The strong criticism did not sit well with several Dokoupil’s backers, including CBS News chief legal correspondent Jan Crawford.
“I don’t even understand how Tony’s interview failed to meet our editorial standards… I thought our commitment was to truth,” Crawford was quoted as saying by Puck.
“When someone comes on our air with a one-sided account of very complex situation — which Coates himself acknowledges that he has — it’s my understanding that as a journalist we are obligated to challenge that worldview, so that our viewers can have access to the truth and can have a more balanced account.”
Critics on social media and CBS staffers blasted Dokoupil’s direct questioning about Coates’ book “The Message,” in which he condemned what he called Israeli “apartheid” in its administration of the territories captured in the Six-Day War of 1967.
Dokoupil, a convert to Judaism whose ex-wife lives in Israel along with their two children, took issue with Coates, saying that the book “would not be out of place in the backpack of an extremist” due to its characterization of Israel.
Dokoupil asked Coates why he didn’t include more pro-Israel voices or note in his work that “little kids [were] blown to bits” in Palestinian terrorist attacks.
“Is it because you just don’t believe that Israel, in any condition, has a right to exist?” Dokoupil asked.

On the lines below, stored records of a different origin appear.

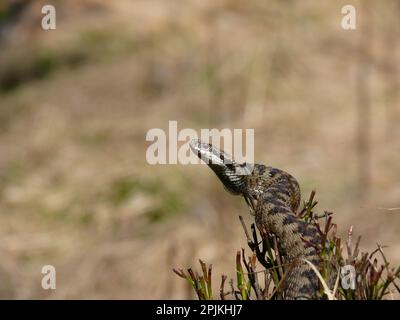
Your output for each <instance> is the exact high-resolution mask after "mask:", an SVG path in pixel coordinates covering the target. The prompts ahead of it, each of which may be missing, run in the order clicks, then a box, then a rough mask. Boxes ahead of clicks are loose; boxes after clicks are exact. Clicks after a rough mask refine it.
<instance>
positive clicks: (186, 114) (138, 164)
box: [0, 0, 400, 299]
mask: <svg viewBox="0 0 400 320" xmlns="http://www.w3.org/2000/svg"><path fill="white" fill-rule="evenodd" d="M45 4H52V5H54V6H55V8H56V23H57V25H56V30H48V31H45V30H43V29H42V28H41V20H42V18H43V16H44V15H43V14H42V13H41V9H42V6H43V5H45ZM346 4H351V5H354V6H355V8H356V13H357V29H356V30H344V29H343V28H342V27H341V20H342V18H343V14H342V13H341V9H342V6H343V5H346ZM399 15H400V2H399V1H397V0H383V1H372V0H366V1H353V0H348V1H329V2H328V1H317V0H303V1H294V0H291V1H289V0H286V1H282V0H270V1H265V0H254V1H239V0H224V1H223V0H218V1H215V0H190V1H189V0H187V1H178V0H169V1H161V0H159V1H157V0H141V1H139V0H138V1H128V0H118V1H106V0H80V1H61V0H59V1H56V0H46V1H33V0H32V1H29V0H26V1H23V0H14V1H12V0H0V239H1V241H0V298H10V299H21V298H28V299H29V298H40V299H42V298H49V299H53V298H59V299H88V298H94V299H106V298H109V299H117V298H125V299H139V298H143V299H152V298H167V299H170V298H175V299H181V298H193V294H192V290H191V289H190V288H189V287H188V286H187V284H186V283H185V281H184V280H182V279H179V278H178V277H177V276H176V275H175V274H174V273H173V272H172V268H173V267H182V268H186V267H189V266H193V267H196V268H198V262H197V259H198V258H201V259H203V260H204V261H206V262H207V263H212V264H213V268H214V271H213V273H214V282H215V284H216V285H218V284H219V277H220V275H221V274H227V275H228V276H230V277H232V276H234V274H235V273H234V272H235V270H234V263H235V255H236V251H237V250H240V248H242V247H243V248H246V247H247V244H246V241H245V237H244V234H243V231H242V229H241V226H240V223H239V220H238V215H239V214H241V215H243V216H244V217H245V218H246V220H247V221H248V222H251V217H250V216H249V214H247V212H248V209H247V208H246V206H245V204H244V201H243V200H242V199H240V198H235V197H233V196H231V195H229V194H228V193H226V192H225V190H224V189H223V187H222V186H221V184H220V183H219V181H217V179H216V178H215V177H214V175H213V174H212V173H211V172H210V171H209V170H208V169H207V168H206V167H204V166H195V165H192V166H190V165H155V166H154V165H153V166H152V165H149V164H147V162H146V149H147V147H148V146H149V145H150V144H151V143H149V142H147V141H146V140H145V136H146V133H147V131H148V130H150V129H152V128H161V129H163V130H165V131H167V130H168V121H169V120H177V121H178V129H183V128H193V129H195V130H199V129H200V128H218V129H222V128H231V129H233V128H243V129H246V128H254V129H255V159H256V161H257V162H259V163H264V164H267V165H271V166H275V167H279V168H282V169H284V170H286V171H288V172H290V173H292V174H293V175H294V176H295V177H296V178H297V179H298V180H299V182H300V185H301V187H302V193H303V199H304V198H307V197H308V195H309V193H310V191H311V190H313V189H316V191H317V199H318V201H319V204H318V206H317V211H319V212H323V211H324V210H327V211H333V212H334V213H335V219H336V222H337V223H338V230H339V234H341V235H342V236H346V235H347V232H348V230H349V228H350V226H351V225H354V234H355V235H360V234H362V236H363V238H362V242H361V248H362V250H363V251H366V250H371V249H373V248H374V247H375V245H376V243H379V244H382V245H387V246H388V247H387V248H386V249H385V252H386V254H387V257H388V258H389V259H390V261H391V263H392V264H393V266H395V265H396V264H397V265H398V264H399V262H400V239H399V231H400V210H399V209H396V208H398V207H400V183H399V176H400V161H399V155H400V140H399V137H400V129H399V126H398V125H399V120H400V100H399V84H400V79H399V77H400V75H399V71H400V70H399V65H400V64H399V62H400V60H399V59H400V56H399V55H400V48H399V39H400V20H399ZM388 208H392V210H388ZM47 264H50V265H54V266H55V267H56V270H57V289H56V290H43V289H42V287H41V280H42V276H43V275H42V274H41V268H42V266H43V265H47Z"/></svg>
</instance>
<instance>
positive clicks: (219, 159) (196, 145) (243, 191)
mask: <svg viewBox="0 0 400 320" xmlns="http://www.w3.org/2000/svg"><path fill="white" fill-rule="evenodd" d="M190 148H191V149H192V151H193V152H194V153H195V154H196V155H197V156H198V157H199V158H200V159H201V160H202V161H204V162H205V163H206V164H207V165H208V166H209V167H210V169H211V170H213V171H214V173H215V174H216V175H217V176H218V178H219V179H220V180H221V182H222V183H223V185H224V186H225V188H226V189H227V190H228V191H229V192H230V193H232V194H236V195H238V194H244V192H245V189H246V188H245V186H246V175H248V174H249V173H251V172H249V171H248V169H247V166H246V164H238V163H236V162H235V161H234V160H233V157H232V156H230V155H228V154H227V153H225V152H224V151H222V150H220V149H218V148H216V147H214V146H213V145H212V144H209V143H204V142H202V141H201V140H199V139H193V140H192V141H191V142H190Z"/></svg>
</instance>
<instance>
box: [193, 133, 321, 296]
mask: <svg viewBox="0 0 400 320" xmlns="http://www.w3.org/2000/svg"><path fill="white" fill-rule="evenodd" d="M189 145H190V148H191V150H192V151H193V152H194V153H195V154H196V155H197V156H198V157H199V158H200V159H201V160H202V161H203V162H205V163H206V164H207V165H208V167H209V168H210V169H211V170H212V171H213V172H214V173H215V174H216V176H217V177H218V178H219V180H220V181H221V182H222V184H223V186H224V187H225V189H226V190H227V191H228V192H229V193H231V194H233V195H239V196H242V197H243V198H244V199H245V201H246V203H247V204H248V205H249V206H250V207H251V211H252V212H253V214H254V220H255V224H256V227H257V229H258V231H259V233H260V236H261V237H262V238H263V239H267V238H268V237H271V235H272V236H275V237H276V239H277V241H278V248H279V251H280V252H281V253H282V254H283V256H284V259H285V262H287V263H288V265H289V266H290V267H289V268H286V269H285V275H284V277H283V278H284V279H283V280H284V281H283V283H282V284H281V285H279V288H280V289H279V290H281V293H282V297H283V299H285V300H315V299H321V296H320V293H319V280H318V276H317V274H316V272H315V271H314V270H313V268H312V266H311V265H310V264H309V263H307V261H309V262H310V263H311V264H312V265H314V266H315V267H316V268H318V266H319V264H320V263H321V258H320V256H319V254H318V252H317V249H316V247H317V244H318V243H319V241H320V238H319V237H320V236H319V233H318V231H317V229H316V227H315V226H314V225H313V224H311V223H308V222H306V221H304V219H301V218H300V217H299V216H298V215H296V212H297V211H298V209H299V206H300V201H301V192H300V186H299V183H298V182H297V180H296V179H295V178H294V177H293V176H292V175H291V174H289V173H287V172H285V171H283V170H280V169H277V168H273V167H270V166H265V165H263V164H249V163H246V162H244V163H237V162H235V160H234V159H233V157H232V156H231V155H229V154H227V153H225V152H224V151H223V150H220V149H218V148H216V147H215V146H213V145H212V144H209V143H205V142H202V141H201V140H199V139H192V140H191V141H190V143H189ZM306 260H307V261H306Z"/></svg>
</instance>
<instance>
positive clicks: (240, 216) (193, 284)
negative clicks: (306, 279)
mask: <svg viewBox="0 0 400 320" xmlns="http://www.w3.org/2000/svg"><path fill="white" fill-rule="evenodd" d="M314 197H315V192H314V191H313V192H312V193H311V195H310V198H309V200H308V201H307V202H305V203H304V206H303V209H302V210H301V211H300V213H299V214H298V216H299V217H300V218H301V219H303V220H304V221H307V222H308V223H312V224H314V225H315V226H316V227H317V229H318V232H319V233H320V236H321V237H320V239H321V242H320V243H319V245H318V247H317V248H316V249H317V251H318V252H319V254H320V257H321V261H322V262H321V265H320V266H319V268H318V269H319V270H318V269H317V267H316V266H313V267H314V268H313V269H314V270H315V272H316V274H317V276H318V278H319V279H320V293H321V295H322V296H323V297H324V298H326V299H329V300H382V299H385V298H389V299H390V298H391V297H393V293H394V292H397V293H399V292H400V288H399V286H398V285H397V284H396V281H397V280H399V276H400V267H398V268H397V269H395V268H393V267H391V266H390V263H389V262H388V260H387V259H386V257H385V254H384V251H383V249H384V247H383V246H381V245H379V244H378V245H377V249H376V250H374V251H373V252H371V253H367V252H360V248H359V245H360V240H361V236H359V237H358V238H357V240H356V241H355V243H354V241H353V227H351V228H350V230H349V232H348V237H347V240H346V242H345V243H343V241H342V240H341V239H340V238H339V237H338V236H337V234H336V233H337V225H336V224H335V223H333V219H332V217H333V214H332V213H330V212H327V211H325V212H324V213H323V214H321V215H319V214H317V213H316V212H315V211H314V208H315V206H316V205H317V202H316V201H314ZM239 218H240V221H241V223H242V225H243V229H244V232H245V234H246V238H247V243H248V245H249V247H250V249H251V251H252V254H251V255H250V256H246V253H245V250H244V249H242V250H241V251H237V253H236V282H235V281H234V280H233V279H231V280H230V281H229V287H228V288H226V287H227V286H226V280H227V277H226V276H225V275H222V279H221V285H220V292H219V297H220V298H221V299H222V300H225V299H226V298H227V297H229V298H231V299H232V298H233V299H236V300H253V299H256V300H276V299H284V297H283V296H282V291H281V290H279V289H280V288H281V287H282V285H283V284H284V281H285V275H286V273H287V271H288V270H289V268H290V264H288V263H285V257H284V256H283V255H282V253H281V252H280V251H279V249H278V245H277V244H278V242H277V239H276V238H275V237H273V236H271V237H270V239H263V240H261V241H259V239H258V235H257V232H256V228H255V226H254V224H252V225H251V234H252V237H250V235H249V232H248V230H247V228H246V225H245V224H244V221H243V219H242V217H241V216H240V217H239ZM260 245H261V247H260ZM378 261H382V262H381V263H380V262H378ZM199 262H200V265H201V272H200V273H198V272H196V271H193V269H192V268H189V269H187V272H185V271H183V270H182V269H174V270H173V271H174V272H175V273H176V274H177V275H178V276H179V277H181V278H183V279H185V280H187V281H188V282H189V284H190V285H191V286H192V287H193V289H194V291H195V292H196V294H197V297H198V298H199V299H200V300H212V299H215V298H216V296H215V295H214V294H213V291H212V277H211V275H212V265H209V266H207V264H206V263H204V262H203V261H202V260H199ZM307 263H310V262H308V261H307ZM310 264H311V263H310ZM258 265H261V266H262V267H263V270H258V269H257V266H258ZM243 266H244V267H243ZM349 266H350V267H349ZM260 275H261V277H262V278H263V281H262V282H261V281H260V278H261V277H260Z"/></svg>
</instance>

Coates replied that the Israeli narrative was well-represented in the American mainstream press and that few Palestinian voices had a chance to be heard.
“I wrote a 260-page book,” Coates said. “It is not a treatise on the entirety of the conflict between the Palestinians and the Israelis,” Coates said, acknowledging that the account was based on his 10-day trip to Israel and the Palestinian West Bank.
Crawford praised Dokoupil for “challeng[ing] Coates’ one-sided worldview” and then giving the author a chance to respond.
“It was civil…I don’t see how we can say that it failed to meet our editorial standards,” Crawford is reported to have said.
She added that Dokoupil “prevented a one-sided account from being broadcast on our network about a deeply complex situation that completely was devoid of history or fact. “As journalists, that’s what we have an obligation to do.”